There is no other way to put it: Elvis is the King. Note the present tense: even though Elvis (supposedly) died nearly forty years ago, he has lived on in our hearts, as a sound, as an image, and as an especially vigorous personality. In fact, it's safe to say no other celebrity has done so quite as well. The Death and Resurrection of Elvis Presley is the story of that afterlife, of Elvis after he left the building. Walking the eccentrically carpeted rooms of Graceland, bidding into stratospheric sums on his auctioned relics, and mingling among the some 200,000 impersonators of his likeness, Ted Harrison offers nothing less than the ultimate Elvis tribute.
Harrison begins, of course, in pilgrimage: to Graceland.
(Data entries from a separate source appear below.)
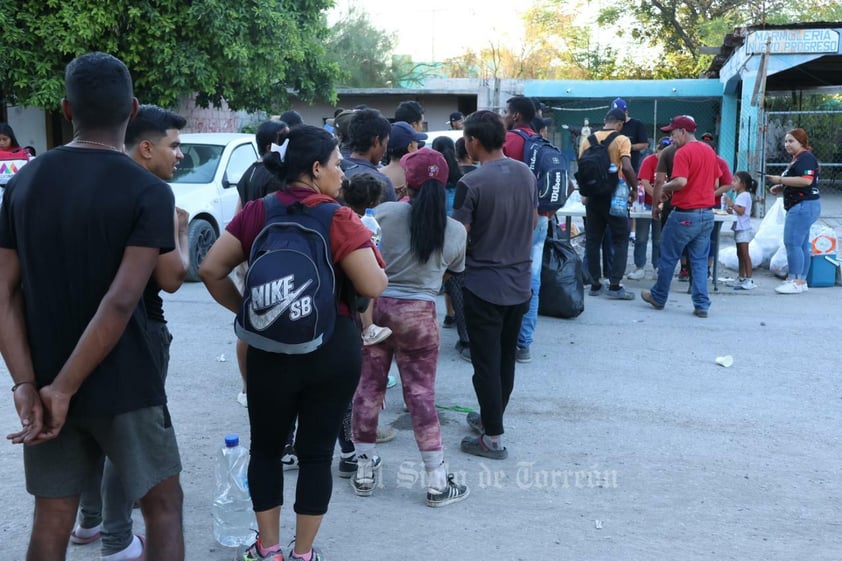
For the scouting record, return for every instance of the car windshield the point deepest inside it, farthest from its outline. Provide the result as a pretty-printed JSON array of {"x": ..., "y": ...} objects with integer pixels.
[{"x": 199, "y": 163}]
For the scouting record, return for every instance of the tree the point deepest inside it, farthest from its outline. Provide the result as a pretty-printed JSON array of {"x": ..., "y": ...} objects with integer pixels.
[
  {"x": 248, "y": 53},
  {"x": 681, "y": 27},
  {"x": 362, "y": 51},
  {"x": 556, "y": 47}
]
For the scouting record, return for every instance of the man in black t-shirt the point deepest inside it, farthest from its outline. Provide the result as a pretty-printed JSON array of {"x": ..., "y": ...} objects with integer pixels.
[
  {"x": 154, "y": 143},
  {"x": 80, "y": 234},
  {"x": 636, "y": 132}
]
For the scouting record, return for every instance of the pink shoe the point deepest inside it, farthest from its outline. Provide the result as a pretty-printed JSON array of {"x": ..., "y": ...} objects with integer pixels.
[
  {"x": 142, "y": 556},
  {"x": 75, "y": 539}
]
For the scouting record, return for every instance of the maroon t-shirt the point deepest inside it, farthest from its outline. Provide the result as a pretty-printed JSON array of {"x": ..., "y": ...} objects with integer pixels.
[
  {"x": 695, "y": 161},
  {"x": 347, "y": 233}
]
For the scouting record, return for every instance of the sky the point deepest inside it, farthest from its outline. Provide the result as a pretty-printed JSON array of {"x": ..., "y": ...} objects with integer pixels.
[{"x": 434, "y": 30}]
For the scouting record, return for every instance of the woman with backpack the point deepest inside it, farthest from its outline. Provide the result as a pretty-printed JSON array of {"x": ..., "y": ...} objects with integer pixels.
[
  {"x": 419, "y": 243},
  {"x": 315, "y": 386}
]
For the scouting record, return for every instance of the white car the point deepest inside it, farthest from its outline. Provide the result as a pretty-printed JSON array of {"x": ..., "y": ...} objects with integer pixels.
[
  {"x": 432, "y": 135},
  {"x": 205, "y": 185}
]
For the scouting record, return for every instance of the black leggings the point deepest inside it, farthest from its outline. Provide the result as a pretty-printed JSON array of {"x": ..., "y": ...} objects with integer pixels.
[{"x": 316, "y": 388}]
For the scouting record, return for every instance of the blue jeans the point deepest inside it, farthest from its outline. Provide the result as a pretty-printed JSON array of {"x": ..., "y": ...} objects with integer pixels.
[
  {"x": 797, "y": 236},
  {"x": 641, "y": 240},
  {"x": 691, "y": 230},
  {"x": 530, "y": 318}
]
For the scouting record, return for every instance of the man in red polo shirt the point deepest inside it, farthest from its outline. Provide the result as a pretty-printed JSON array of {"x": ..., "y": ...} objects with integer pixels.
[{"x": 690, "y": 223}]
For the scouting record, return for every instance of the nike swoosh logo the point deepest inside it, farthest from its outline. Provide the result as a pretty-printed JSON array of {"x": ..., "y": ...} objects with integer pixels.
[{"x": 263, "y": 321}]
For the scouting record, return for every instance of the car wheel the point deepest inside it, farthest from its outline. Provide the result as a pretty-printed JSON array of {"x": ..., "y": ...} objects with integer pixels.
[{"x": 200, "y": 238}]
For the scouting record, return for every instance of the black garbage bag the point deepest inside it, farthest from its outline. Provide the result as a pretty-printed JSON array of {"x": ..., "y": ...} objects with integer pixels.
[{"x": 562, "y": 288}]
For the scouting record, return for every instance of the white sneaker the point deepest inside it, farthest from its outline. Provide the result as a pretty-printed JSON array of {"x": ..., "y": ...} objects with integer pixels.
[
  {"x": 375, "y": 334},
  {"x": 789, "y": 287},
  {"x": 637, "y": 274}
]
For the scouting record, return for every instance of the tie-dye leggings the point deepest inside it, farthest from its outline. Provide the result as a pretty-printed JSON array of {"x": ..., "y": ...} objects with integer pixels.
[{"x": 414, "y": 344}]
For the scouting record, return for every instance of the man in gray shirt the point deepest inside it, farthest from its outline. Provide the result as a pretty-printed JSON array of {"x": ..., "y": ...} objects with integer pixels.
[{"x": 498, "y": 204}]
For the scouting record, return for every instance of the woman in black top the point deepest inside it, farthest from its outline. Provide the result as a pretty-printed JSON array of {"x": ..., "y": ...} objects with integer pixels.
[{"x": 799, "y": 184}]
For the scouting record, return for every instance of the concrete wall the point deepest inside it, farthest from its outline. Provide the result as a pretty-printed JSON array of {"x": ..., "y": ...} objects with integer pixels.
[
  {"x": 215, "y": 119},
  {"x": 29, "y": 125}
]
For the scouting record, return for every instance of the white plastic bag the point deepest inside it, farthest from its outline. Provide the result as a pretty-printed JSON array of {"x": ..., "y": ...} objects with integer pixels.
[
  {"x": 770, "y": 234},
  {"x": 822, "y": 240},
  {"x": 728, "y": 257}
]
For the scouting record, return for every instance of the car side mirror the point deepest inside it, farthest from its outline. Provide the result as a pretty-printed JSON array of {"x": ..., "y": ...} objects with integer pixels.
[{"x": 226, "y": 184}]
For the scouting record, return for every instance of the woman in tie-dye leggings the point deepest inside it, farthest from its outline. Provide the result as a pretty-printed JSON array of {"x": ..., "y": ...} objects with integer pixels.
[{"x": 419, "y": 243}]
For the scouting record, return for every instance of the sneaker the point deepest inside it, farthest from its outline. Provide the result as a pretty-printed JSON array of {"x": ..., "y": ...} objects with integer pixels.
[
  {"x": 364, "y": 479},
  {"x": 136, "y": 545},
  {"x": 453, "y": 493},
  {"x": 789, "y": 287},
  {"x": 375, "y": 334},
  {"x": 646, "y": 295},
  {"x": 84, "y": 536},
  {"x": 348, "y": 467},
  {"x": 523, "y": 355},
  {"x": 619, "y": 294},
  {"x": 289, "y": 458},
  {"x": 475, "y": 446},
  {"x": 386, "y": 434},
  {"x": 637, "y": 274},
  {"x": 747, "y": 284},
  {"x": 251, "y": 553},
  {"x": 317, "y": 556},
  {"x": 475, "y": 421}
]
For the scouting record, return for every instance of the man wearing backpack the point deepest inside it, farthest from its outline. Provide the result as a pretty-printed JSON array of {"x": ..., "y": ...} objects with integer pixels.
[
  {"x": 598, "y": 192},
  {"x": 519, "y": 113}
]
He shows how Elvis's estate was pillaged nearly to ruin by his manager but was saved through the deft business acumen and financial vision of his divorced wife, one Priscilla Presley. If Graceland seems holy, that's because it is: Harrison unveils in Elvis's allure a deeply spiritual dimension, showing how Elvis fans, over the decades, have anointed their idol with Christ-like qualities. Through Elvis's extravagance, Harrison raises fascinating links between money and faith, and through Elvis's life, he shows how the King actually fulfilled a host of roles ranging from hero to martyr to saint. Underpinning the whole story is Elvis's extraordinary charisma and—lest we forget—his astonishing musical genius.
Fascinating, colorful, and deeply informative, this book is a must-have for any fan, anyone who was ever lucky enough to see Elvis alive or who hopes they might still be able to.